Petroleum principal secretary Andrew Kamau said the $12 million to be received from the sale will largely be used to cover for the expenses that the explorer and the government incurred in market testing for the crude, which is set to be exported later this month.

The PS, who had earlier revealed that Kenya had sold the crude oil to ChemChina UK Ltd, said a delegation of ministry officials will be heading to Turkana next week to explain to residents, through their leaders, what to expect from the maiden sale of Kenya’s crude.

“We will be meeting all the leaders next week to explain to them what the sale means because, as we have always said, the Early Oil Pilot Scheme is a market test and not necessarily a commercial venture,” Mr Kamau told the Sunday Nation.

The expenses to be recovered, according to him, include the cost of setting up the oil drilling machines, rehabilitation of storage tanks and expensive trucking of the crude that saw the pilling of 200,000 barrels headed for Beijing in two weeks.

The upfront cost recovery from the sale of oil means the EOPS may not yield any petrodollars until the project reaches full development in 2022.

The news may not be sweet music to Turkana residents, who on August 1 received with great joy an announcement by President Uhuru Kenyatta that Kenya had struck its first oil deal.

“I think we have begun our journey and it is up to us to ensure that those resources are put to the best use to develop our country to make it prosperous and to ensure we eliminate poverty in Kenya,” the President said, signalling possible revenue flows.

Turkana is ranked among the poorest counties in Kenya, according to the Kenya National Bureau of Statistics.

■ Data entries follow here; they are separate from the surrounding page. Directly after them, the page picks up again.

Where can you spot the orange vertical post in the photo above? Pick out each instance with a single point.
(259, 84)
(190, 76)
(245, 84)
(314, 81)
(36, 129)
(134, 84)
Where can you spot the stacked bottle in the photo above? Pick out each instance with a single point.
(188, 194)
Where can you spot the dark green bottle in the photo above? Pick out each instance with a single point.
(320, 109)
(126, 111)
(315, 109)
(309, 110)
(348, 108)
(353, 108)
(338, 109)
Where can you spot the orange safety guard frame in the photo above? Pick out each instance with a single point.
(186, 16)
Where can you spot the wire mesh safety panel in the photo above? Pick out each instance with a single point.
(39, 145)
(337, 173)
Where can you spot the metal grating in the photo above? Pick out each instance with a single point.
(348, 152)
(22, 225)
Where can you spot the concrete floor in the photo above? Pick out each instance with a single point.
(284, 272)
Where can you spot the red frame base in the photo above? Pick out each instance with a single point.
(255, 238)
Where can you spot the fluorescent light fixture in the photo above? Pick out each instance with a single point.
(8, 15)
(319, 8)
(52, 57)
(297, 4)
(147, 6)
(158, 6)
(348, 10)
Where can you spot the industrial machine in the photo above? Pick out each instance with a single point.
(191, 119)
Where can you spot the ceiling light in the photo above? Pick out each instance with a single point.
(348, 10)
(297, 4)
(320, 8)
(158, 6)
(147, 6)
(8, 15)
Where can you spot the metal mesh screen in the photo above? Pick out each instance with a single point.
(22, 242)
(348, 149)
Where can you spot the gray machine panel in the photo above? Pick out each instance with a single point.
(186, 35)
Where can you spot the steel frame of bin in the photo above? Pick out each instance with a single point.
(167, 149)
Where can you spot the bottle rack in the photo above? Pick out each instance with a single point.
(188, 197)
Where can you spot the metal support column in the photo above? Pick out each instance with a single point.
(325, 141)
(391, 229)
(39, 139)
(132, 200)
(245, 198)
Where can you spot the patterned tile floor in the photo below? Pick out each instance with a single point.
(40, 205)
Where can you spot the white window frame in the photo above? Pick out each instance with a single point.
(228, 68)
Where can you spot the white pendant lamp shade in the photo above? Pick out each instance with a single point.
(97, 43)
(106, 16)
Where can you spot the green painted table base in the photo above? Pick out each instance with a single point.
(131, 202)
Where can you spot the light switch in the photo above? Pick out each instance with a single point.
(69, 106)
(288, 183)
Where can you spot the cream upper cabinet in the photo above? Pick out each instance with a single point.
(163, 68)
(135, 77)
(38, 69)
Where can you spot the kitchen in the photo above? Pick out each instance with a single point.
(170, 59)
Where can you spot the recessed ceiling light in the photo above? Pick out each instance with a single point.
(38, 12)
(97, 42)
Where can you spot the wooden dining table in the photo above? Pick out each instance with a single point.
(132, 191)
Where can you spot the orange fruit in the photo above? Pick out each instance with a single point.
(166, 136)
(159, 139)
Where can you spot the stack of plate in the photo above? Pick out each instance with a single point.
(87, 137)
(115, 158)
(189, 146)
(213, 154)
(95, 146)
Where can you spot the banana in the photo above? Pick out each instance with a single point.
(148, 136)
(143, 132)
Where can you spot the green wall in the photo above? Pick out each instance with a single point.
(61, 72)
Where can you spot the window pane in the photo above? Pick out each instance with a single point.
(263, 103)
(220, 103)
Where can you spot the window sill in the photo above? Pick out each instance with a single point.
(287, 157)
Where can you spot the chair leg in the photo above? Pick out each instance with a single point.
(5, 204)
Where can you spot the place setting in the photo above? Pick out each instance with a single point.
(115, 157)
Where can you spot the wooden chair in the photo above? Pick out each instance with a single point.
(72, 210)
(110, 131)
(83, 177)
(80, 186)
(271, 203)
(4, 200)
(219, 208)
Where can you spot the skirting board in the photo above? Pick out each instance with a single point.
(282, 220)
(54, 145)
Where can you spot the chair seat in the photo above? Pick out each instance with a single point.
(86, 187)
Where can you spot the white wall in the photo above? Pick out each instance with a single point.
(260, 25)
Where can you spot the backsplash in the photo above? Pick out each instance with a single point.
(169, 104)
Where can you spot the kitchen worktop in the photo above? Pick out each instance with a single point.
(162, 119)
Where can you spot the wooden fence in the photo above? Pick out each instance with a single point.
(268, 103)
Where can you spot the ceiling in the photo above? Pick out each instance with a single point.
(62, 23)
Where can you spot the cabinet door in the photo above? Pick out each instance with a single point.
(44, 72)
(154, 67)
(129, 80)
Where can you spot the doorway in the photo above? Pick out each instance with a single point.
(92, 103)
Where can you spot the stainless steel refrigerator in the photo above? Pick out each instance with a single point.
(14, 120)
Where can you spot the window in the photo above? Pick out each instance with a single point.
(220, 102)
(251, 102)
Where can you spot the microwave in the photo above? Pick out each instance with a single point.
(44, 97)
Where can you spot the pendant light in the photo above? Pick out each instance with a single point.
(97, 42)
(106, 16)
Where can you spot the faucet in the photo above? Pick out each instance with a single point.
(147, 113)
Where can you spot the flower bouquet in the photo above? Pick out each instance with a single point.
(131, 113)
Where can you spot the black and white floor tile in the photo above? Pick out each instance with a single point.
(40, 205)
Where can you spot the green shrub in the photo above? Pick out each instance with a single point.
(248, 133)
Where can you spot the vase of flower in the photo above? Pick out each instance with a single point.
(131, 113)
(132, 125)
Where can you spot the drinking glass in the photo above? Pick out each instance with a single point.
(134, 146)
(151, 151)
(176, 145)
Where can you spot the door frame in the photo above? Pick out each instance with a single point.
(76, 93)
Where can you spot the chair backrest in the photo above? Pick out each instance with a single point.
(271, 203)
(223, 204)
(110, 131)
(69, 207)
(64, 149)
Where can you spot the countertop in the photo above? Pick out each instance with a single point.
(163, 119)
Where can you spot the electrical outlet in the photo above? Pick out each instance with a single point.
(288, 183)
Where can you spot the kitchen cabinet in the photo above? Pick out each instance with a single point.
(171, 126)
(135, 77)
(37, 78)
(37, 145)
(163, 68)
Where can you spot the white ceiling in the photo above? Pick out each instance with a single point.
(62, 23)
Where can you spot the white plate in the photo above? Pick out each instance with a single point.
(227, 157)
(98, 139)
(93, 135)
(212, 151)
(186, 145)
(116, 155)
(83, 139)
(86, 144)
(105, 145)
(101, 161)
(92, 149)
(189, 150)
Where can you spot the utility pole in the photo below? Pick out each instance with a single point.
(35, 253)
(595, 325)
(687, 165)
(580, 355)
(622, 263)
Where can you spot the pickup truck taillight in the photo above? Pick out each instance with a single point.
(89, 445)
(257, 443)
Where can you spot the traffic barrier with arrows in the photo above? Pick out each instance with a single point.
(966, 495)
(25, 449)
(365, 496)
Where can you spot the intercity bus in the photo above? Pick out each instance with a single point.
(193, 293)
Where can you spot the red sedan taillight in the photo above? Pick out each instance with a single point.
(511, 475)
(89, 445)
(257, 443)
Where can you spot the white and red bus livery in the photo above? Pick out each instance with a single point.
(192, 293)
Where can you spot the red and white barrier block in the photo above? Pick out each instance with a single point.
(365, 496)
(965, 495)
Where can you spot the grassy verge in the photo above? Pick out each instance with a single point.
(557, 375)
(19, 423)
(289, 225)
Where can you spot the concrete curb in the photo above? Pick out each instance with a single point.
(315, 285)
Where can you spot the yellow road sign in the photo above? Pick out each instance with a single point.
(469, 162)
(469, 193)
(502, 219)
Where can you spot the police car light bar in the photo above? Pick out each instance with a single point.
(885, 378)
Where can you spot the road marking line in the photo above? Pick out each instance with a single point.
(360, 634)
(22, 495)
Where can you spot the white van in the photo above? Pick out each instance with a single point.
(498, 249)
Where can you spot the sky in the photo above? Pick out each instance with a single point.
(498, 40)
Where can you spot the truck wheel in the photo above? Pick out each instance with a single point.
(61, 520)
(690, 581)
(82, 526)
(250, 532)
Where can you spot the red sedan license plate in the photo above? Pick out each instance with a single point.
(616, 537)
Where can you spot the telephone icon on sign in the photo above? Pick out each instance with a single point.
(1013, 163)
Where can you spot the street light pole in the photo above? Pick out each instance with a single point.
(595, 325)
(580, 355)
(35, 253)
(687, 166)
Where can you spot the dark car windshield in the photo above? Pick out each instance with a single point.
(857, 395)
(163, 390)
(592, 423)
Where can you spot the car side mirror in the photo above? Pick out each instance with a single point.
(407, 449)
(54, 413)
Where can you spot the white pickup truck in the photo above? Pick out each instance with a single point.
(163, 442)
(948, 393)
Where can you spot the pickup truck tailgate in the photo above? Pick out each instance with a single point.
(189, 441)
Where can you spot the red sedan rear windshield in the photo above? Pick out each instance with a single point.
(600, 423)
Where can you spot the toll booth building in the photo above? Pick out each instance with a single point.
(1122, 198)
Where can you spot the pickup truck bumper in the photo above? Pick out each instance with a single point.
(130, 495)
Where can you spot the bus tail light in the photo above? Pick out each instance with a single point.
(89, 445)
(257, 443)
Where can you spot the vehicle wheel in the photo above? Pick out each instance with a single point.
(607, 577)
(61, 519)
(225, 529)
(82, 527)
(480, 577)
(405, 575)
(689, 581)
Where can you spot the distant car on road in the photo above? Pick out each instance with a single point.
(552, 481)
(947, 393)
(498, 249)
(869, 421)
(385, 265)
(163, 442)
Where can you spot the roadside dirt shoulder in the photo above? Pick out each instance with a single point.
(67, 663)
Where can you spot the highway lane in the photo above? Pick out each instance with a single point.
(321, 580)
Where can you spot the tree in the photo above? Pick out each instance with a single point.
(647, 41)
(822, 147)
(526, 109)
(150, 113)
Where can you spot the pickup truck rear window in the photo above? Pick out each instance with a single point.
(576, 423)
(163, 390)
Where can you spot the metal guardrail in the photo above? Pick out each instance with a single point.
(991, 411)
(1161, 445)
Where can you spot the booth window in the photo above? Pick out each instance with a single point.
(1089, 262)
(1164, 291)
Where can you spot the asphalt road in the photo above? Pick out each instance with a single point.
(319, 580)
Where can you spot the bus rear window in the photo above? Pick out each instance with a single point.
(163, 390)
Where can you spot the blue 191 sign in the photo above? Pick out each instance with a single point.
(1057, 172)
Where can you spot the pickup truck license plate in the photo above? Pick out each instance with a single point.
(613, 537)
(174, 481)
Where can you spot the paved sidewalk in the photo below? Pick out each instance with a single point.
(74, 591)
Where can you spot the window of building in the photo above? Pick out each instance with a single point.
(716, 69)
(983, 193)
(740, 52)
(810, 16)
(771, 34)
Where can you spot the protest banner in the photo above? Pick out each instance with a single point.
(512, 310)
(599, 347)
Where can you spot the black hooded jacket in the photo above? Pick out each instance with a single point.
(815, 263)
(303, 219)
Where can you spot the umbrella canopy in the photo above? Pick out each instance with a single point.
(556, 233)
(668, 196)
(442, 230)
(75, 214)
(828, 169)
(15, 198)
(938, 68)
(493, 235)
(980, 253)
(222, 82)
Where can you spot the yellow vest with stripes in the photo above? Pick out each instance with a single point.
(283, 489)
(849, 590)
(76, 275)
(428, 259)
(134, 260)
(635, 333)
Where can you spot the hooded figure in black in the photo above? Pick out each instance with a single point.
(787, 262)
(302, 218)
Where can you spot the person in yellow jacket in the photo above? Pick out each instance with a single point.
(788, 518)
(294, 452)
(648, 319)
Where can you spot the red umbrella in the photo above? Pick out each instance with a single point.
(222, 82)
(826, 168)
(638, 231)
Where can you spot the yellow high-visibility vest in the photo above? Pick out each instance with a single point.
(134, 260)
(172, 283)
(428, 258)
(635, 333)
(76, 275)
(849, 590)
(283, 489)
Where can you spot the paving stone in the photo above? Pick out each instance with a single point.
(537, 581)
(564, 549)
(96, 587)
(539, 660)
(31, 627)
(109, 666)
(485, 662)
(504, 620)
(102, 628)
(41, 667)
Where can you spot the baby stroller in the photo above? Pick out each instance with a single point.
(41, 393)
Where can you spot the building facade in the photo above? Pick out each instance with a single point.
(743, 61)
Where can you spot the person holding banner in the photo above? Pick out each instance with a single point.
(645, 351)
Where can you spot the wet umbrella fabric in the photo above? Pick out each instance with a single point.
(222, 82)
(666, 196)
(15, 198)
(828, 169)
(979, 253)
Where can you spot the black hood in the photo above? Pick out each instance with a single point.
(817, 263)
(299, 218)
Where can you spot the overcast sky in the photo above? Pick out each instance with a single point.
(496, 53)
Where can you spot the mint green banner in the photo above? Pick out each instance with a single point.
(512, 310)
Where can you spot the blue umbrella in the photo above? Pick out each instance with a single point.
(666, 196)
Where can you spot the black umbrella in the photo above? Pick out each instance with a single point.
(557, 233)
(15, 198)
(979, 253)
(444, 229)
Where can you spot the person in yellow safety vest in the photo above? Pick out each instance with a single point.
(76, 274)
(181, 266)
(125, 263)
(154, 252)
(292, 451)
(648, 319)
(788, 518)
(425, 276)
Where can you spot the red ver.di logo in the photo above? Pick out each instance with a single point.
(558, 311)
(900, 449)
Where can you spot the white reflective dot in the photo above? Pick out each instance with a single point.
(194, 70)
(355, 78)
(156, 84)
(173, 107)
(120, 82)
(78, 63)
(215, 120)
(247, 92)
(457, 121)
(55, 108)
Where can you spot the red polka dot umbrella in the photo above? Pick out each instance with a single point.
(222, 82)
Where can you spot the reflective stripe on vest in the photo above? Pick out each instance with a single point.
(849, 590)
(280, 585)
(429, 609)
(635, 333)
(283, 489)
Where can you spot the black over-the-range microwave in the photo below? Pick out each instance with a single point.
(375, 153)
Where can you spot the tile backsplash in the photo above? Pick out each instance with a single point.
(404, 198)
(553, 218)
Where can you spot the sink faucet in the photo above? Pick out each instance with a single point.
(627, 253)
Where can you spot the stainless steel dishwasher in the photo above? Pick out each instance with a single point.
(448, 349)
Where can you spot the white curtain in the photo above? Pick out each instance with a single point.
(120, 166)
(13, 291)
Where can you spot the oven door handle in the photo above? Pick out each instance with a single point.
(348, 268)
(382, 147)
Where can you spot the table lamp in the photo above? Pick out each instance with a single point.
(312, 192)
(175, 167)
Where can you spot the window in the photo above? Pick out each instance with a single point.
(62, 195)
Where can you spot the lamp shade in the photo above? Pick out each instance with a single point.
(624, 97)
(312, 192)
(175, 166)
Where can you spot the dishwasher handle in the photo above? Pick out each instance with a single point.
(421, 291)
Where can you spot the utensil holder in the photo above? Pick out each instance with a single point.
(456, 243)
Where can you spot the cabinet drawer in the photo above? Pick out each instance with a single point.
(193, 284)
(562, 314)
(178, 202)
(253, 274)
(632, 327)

An integrated household budget survey released last year showed that the county alone accounts for close to 15 per cent of the hard-core poor in Kenya. The country is also food-deficient, with 66.1 per cent of its population considered food poor.

The mention of cost recovery from EOPS now opens a glimpse into the possible revenue handling formula, which may mean upfront recovery of costs given that the government has declined to disclose its production sharing contracts with British oil explorer Tullow.

The Petroleum Act 2019 provides for profit-sharing between the national government (75 per cent), county government (20 per cent) and the local community (5 per cent), but that will only be known after the cumulative cost of the Early Oil Pilot Scheme is done, including how the cost will be recovered.

The two partners have kept their deals secret, with even the announcement of the crude oil buyer coming two weeks after the deal was made.

It is not clear why Tullow Oil had insisted that the buyer would remain secret, citing a ‘non-disclosure agreement,’ moments before PS Kamau revealed that they had settled on the Chinese oil multinational.

“Non-Disclosure Agreement does not allow us to reveal the name of the winning bidder unilaterally. However, the process was competitive; a group of target buyers was invited to bid for the crude with the winning bidder selected based on the price offered,” Tullow country manager Martin Mbogo said.

A coalition of 16 civil society organisations under the Kenya Civil Society Platform on Oil and Gas has been pushing for full disclosure of the contracts which specify how the costs incurred by Tullow Oil will be recovered when oil is sold.

KCSPOG Coordinator Charles Wanguhu said the revelations that all the $12 million will go into costs now means the EOPS has no limit on the cost recovery, unlike typical production sharing contracts.

“A normal production sharing contract has a cap on how much is allocated to cost recovery to ensure every year you still get some money. It may take long to make full cost recovery, which is usually a recipe for suspicion, especially from local communities,” Mr Wanguhu said.

It also remains unclear just how much Tullow Oil has spent in the Turkana Oil fields, with results of an audit commissioned by the government yet to be made public.